Bettering the world track and field championships' A qualifying time of 3m 35s is Nick Willis' prime objective as he lines up in the Diamond League 1500m in Paris on Saturday morning (NZT).

The 28-year-old is in the right place to try. Willis is competing at the 81,000-seat Stade de France - the same venue where he broke Sir John Walker's 30-year-old national 1500m record of 3m 32.4s by 0.02s in 2005, as well as his own record the following year in a time of 3m 32.17s.

Willis says racing at the venue - which hosted the 1998 World Cup football final and 2007 World Cup rugby final - offers several advantages: "Regardless of the weather it's always calm inside the stadium - the perfect race environment with no swirling wind.
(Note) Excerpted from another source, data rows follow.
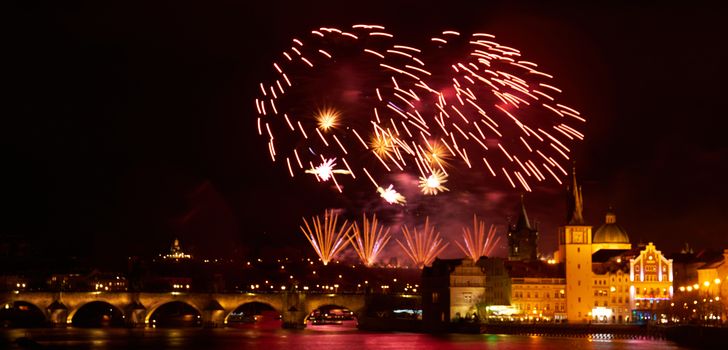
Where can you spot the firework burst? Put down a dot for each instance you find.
(326, 238)
(476, 242)
(432, 184)
(369, 241)
(327, 118)
(465, 103)
(422, 246)
(391, 196)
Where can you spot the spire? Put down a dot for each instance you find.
(611, 217)
(575, 202)
(522, 221)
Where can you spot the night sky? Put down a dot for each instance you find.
(129, 124)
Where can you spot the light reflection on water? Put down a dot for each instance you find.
(231, 338)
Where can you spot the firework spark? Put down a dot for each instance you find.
(422, 247)
(391, 196)
(326, 238)
(326, 170)
(327, 118)
(432, 184)
(369, 241)
(476, 242)
(467, 102)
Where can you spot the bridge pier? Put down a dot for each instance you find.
(213, 315)
(294, 310)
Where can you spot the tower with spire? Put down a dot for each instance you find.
(575, 251)
(522, 237)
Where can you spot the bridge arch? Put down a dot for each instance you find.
(20, 313)
(254, 312)
(174, 313)
(96, 313)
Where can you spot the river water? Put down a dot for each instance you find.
(231, 338)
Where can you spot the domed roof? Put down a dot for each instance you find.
(610, 232)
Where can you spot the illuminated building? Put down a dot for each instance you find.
(575, 239)
(538, 291)
(651, 282)
(610, 235)
(522, 237)
(461, 289)
(606, 280)
(175, 252)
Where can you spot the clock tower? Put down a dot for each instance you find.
(575, 250)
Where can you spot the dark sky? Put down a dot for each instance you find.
(128, 124)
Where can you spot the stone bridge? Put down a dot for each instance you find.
(214, 308)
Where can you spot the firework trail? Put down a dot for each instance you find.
(476, 242)
(369, 241)
(327, 238)
(391, 196)
(499, 113)
(422, 247)
(432, 184)
(341, 95)
(465, 105)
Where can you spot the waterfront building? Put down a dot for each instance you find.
(455, 290)
(522, 237)
(175, 252)
(575, 251)
(538, 291)
(606, 280)
(651, 283)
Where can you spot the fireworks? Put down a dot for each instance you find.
(327, 118)
(391, 196)
(432, 184)
(369, 241)
(422, 247)
(326, 170)
(477, 243)
(326, 238)
(466, 103)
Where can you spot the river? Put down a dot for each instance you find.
(231, 338)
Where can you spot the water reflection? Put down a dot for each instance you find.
(231, 338)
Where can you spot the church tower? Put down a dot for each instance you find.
(522, 237)
(575, 250)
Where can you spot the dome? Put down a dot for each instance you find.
(610, 232)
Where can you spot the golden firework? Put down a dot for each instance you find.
(369, 241)
(327, 118)
(432, 184)
(326, 238)
(422, 247)
(476, 242)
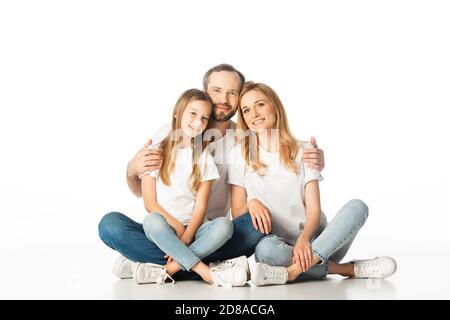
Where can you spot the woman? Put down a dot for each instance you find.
(266, 168)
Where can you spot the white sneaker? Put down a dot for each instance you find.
(379, 267)
(151, 273)
(239, 261)
(124, 268)
(263, 274)
(235, 276)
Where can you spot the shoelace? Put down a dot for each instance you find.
(368, 267)
(221, 277)
(160, 275)
(274, 274)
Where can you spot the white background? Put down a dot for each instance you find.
(83, 84)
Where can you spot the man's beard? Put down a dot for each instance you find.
(222, 117)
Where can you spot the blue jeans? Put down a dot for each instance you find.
(126, 236)
(331, 242)
(210, 236)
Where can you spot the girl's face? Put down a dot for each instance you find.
(195, 117)
(258, 110)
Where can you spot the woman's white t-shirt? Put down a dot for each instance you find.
(280, 189)
(178, 198)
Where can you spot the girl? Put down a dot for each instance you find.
(266, 168)
(176, 198)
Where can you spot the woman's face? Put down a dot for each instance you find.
(258, 110)
(195, 117)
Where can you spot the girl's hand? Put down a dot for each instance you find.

"It helps that [Frenchman] Mehdi Baala is also expected to race. He's the guy I beat on the line at the Beijing Olympics. He gets a lot of support heading on to the track. You've got to walk from the tunnel to the 1500m start line on the other side of the track and he gets cheered the whole way. It amps you up.

"It wouldn't surprise me if I ran close to my personal best or a bit under; I also would not be surprised if I struggled but ran a decent time. I'd be upset if I didn't go under the A standard."

Willis is the 35th fastest 1500m runner this year. Kenyans fill 17 of the spots in front of him but only three athletes from one country can compete at the world championships in Daegu, South Korea, starting August 27.

A sub-3m 35s time would place Willis at 19th in the world with 12 Kenyans still better - but it's almost three years (Monaco, July 29, 2008) since he did that.

Willis says reverse psychology suggests the stronger the Kenyan times now, the better it bodes for his campaign.

"Their dilemma is that only three go to the world championships. It becomes a crapshoot because so many are trying to get on that team, especially running trials on a worn track at altitude in Nairobi. They also tend to treat each Grand Prix event as equally important to any other race because their livelihoods are at stake.

"The world championships are just nine weeks away so the better they do now, the more challenging it's going to be to sustain that standard later in the year. It might seem odd cheering your rivals but I hope they run world-record times."

Willis has run twice since finishing a month of altitude training in Arizona in May. His best time since descending from 2130m above sea level was 3m 36.46s to finish second at a New York meet on June 11. Willis is lukewarm about the new programme's benefits. He is still contemplating whether to incorporate it into his programme for next year's Olympics.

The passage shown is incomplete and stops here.